Ancient Martian Drinking Vessel? Or Just a Rock?
Mars Exoarchaeology Report: #EXP001 "The Jug"
As part of my ongoing pursuit to bring credibility to the subject of Martian exoarchaeology - the hunt for alien artefacts on the surface of the Red Planet - I will today present a report of mine which takes a look at an unusual object, and decides that it’s not worth cataloguing as a potential artefact…
Here’s the initial report summary:
Mars Report Ref: EXP-001
Report date: March 2021
Research Status: Closed - Explained
Description: "The Jug"
Approximate size: 15-20 cm
Mission: Curiosity Rover
Location: Gale Crater
Identified by: Javed Raza
Image date: Sol 388 Sep 2013
Image credit: NASA/JPL-Caltech/MSSS
Graphics/image editing: M. J. Craig
All raw images: Sol 388
This object stands in isolation, with nothing else unusual in the vicinity. If it were not for the apparent 'handle' appendage, it would be dismissed as just a large stone or perhaps a meteorite.
Potential as an Artificial Object
On the right-hand side, there appears to be a curved handle.
A random lone rock or meteorite.
Comments: #EXP001 “The Jug”
The temptation with this object is to become totally fixated upon the handle-like shape on the right side of it, as it gives a strong visual impression of being a familiar appendage we all recognize.
As we get nearer, we think we see the right kind of shadows and fall of light to indicate a curved handle shape, and from a certain distance it is certainly persuasive. However, as we zoom in closer (Fig. 4) the detail begins to distort as the image pixels get stretched, and JPEG compression artefacts start to appear. Are our eyes being tricked? Is there really light passing through the handle opening, or is the dark line outlining the ‘handle’ which suggests a shadow, in reality just a flat mark on the rock?
Okay, let's step back from the actual object and consider the context and the question being asked here, which is:
“What is the chance that a jug or vessel, has been found somewhat intact in an open landscape in the middle of nowhere, having been exposed to at least many thousands, probably millions, of years of erosion and maybe much longer?”
Had such a thing been discovered in a somewhat sheltered area in the vicinity of a few other odd, artisan-like objects, then the possibility that it was indeed a jug or vessel of some kind, could be entertained. Out here, however, exposed to the harsh elements, and in proximity to nothing else remotely interesting, or suggestive of an ancient humanoid habitat (yes, we think ‘humanoid’, generally speaking), we must be doubtful.

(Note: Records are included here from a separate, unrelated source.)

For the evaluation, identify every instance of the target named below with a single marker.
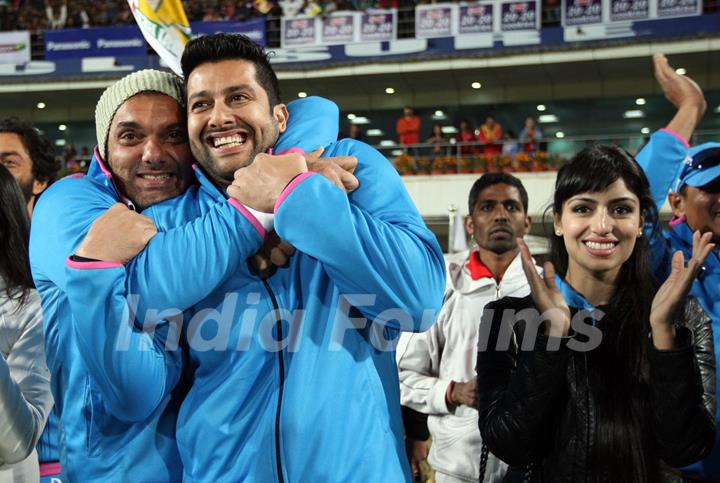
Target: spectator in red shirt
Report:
(530, 135)
(408, 127)
(490, 135)
(466, 135)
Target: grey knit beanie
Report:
(147, 80)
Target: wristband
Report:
(448, 394)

Although again, to remain open-minded, had it been made at a time when Mars had plenty of oxygen, an artisan may well have used a non-corrosive metal such as bronze, which could have helped it survive to the present day, where only trace amounts of oxygen remain in the atmosphere (0.17%) to cause any damage. So it remains possible it is an artefact. That it was made with a very hard, non-corroding substance, and that on the other side of the object (if the rover had driven over to examine it… ), we might well find a second handle to confirm it.
However, my assessment leans heavily towards a natural explanation for this one, especially given the location and the existence of other similar-sized and coloured isolated rocks nearby (see Fig. 6), and that the ‘handle’ is more likely to be an optical illusion caused by the angle of viewing in the NASA image and the limitations of the JPEG file. Also, after many millions of years of erosion by wind-blown sand, we should expect, in this exposed position, that such a small metallic artefact would have been ground to dust by now. Hence, I therefore consider it much more likely that ‘The Jug’ is just a common rock or meteorite.
Yes, I'm in effect overriding what my eyes want to see, which is quite clearly a ‘handle’ attached to some kind of ‘container, jug, urn’ or something similar. You just have to see beyond what the visual picture suggests from your Earth-based experience, and remember that it is only a flat 2D image you are looking at, which has its limits in terms of what information it can give you.
It's very important I feel to remain as objective, reasonable and rational as possible while searching for alien artefacts on the Planet Mars, a subject that is regarded by most sensible folk as completely irrational anyway. Being critical and aware of your own proclivity towards interpretation, therefore, will provide you with a much better chance of finding something truly remarkable.
So, yes, I'm ruling out "The Jug" as a potential Martian artefact, because I think it falls firmly outside the mark.
Let future Martian exoarchaeologists be my judge!